The most prescient advice I’ve ever received was also the most simple: “Get over it.”

That nugget of wisdom came courtesy of my mom, who was listening to me complain for the umpteenth time about a situation I’ve nearly forgotten that occurred during a year of high school I hardly remember.

After my griping finally trailed off, she simply said, “You’re always going to have to deal with difficult people. Get over it.”

Her sagacious quip remains a governing philosophy of mine. Although I wish this was a universal platitude, an entirely different phrase, this one less than constructive, has seeped into the public sphere.

As 2019 rapidly approaches, so too have the myriad resolutions. Increasingly, I’ve noticed the phrase “Cut toxic people from your life” appearing as a New Year’s pledge.

Although on the surface level this seems to be common sense, the underlying message behind it is fundamentally flawed.

Of course, legitimately toxic people exist out there. Everyone has probably encountered at least one. They are those who seek to manipulate, whose motives are never clear until after they’ve accomplished whatever selfish goal they aspire to.

Those kinds of people should absolutely be sequestered from one’s life. However, it’d be no stretch of the imagination to say such individuals are few and far between.

I can’t shake the feeling that the loaded description of a person as “toxic” is overapplied. I’m concerned that the label is being misappropriated and is brandished against those who merely annoy us. In those cases, my mom’s advice certainly applies.

I’m sorry, Nancy, but your lazy group member probably isn’t a “toxic” person. They’re probably just aggravating.

People can be annoying, sometimes even downright mean, without being “toxic.”

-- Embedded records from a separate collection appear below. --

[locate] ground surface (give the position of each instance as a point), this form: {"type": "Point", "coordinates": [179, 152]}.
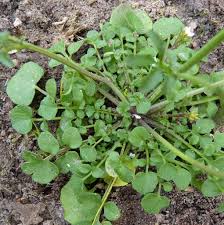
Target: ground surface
{"type": "Point", "coordinates": [23, 202]}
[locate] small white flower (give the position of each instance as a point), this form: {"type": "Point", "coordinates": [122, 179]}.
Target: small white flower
{"type": "Point", "coordinates": [132, 155]}
{"type": "Point", "coordinates": [189, 31]}
{"type": "Point", "coordinates": [137, 116]}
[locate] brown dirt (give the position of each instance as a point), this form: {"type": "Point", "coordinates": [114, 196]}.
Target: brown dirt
{"type": "Point", "coordinates": [24, 202]}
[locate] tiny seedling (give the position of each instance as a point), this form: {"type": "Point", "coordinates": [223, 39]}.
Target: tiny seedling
{"type": "Point", "coordinates": [133, 109]}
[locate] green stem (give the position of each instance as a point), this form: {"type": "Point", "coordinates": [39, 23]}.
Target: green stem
{"type": "Point", "coordinates": [108, 96]}
{"type": "Point", "coordinates": [147, 160]}
{"type": "Point", "coordinates": [166, 49]}
{"type": "Point", "coordinates": [180, 154]}
{"type": "Point", "coordinates": [159, 189]}
{"type": "Point", "coordinates": [99, 57]}
{"type": "Point", "coordinates": [42, 119]}
{"type": "Point", "coordinates": [97, 142]}
{"type": "Point", "coordinates": [203, 100]}
{"type": "Point", "coordinates": [177, 163]}
{"type": "Point", "coordinates": [156, 94]}
{"type": "Point", "coordinates": [97, 166]}
{"type": "Point", "coordinates": [41, 90]}
{"type": "Point", "coordinates": [158, 106]}
{"type": "Point", "coordinates": [104, 199]}
{"type": "Point", "coordinates": [38, 131]}
{"type": "Point", "coordinates": [25, 45]}
{"type": "Point", "coordinates": [177, 137]}
{"type": "Point", "coordinates": [204, 51]}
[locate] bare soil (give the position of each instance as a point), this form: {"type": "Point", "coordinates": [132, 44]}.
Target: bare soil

Rather than being removable, these people present one of the best opportunities for us to grow as human beings. After all, what good is patience if we never use it? What good is kindness when we only grant it to those we deem worthy of it?

Don’t shirk away from those you find aggravating. Instead, apply the occasion as a lesson in becoming a better person. At the very least, don’t avoid them just because you don’t want to deal with them.

Inevitably, life will throw difficult people our way. In order to improve, we must go a step beyond “getting over it” and strive to grow from it.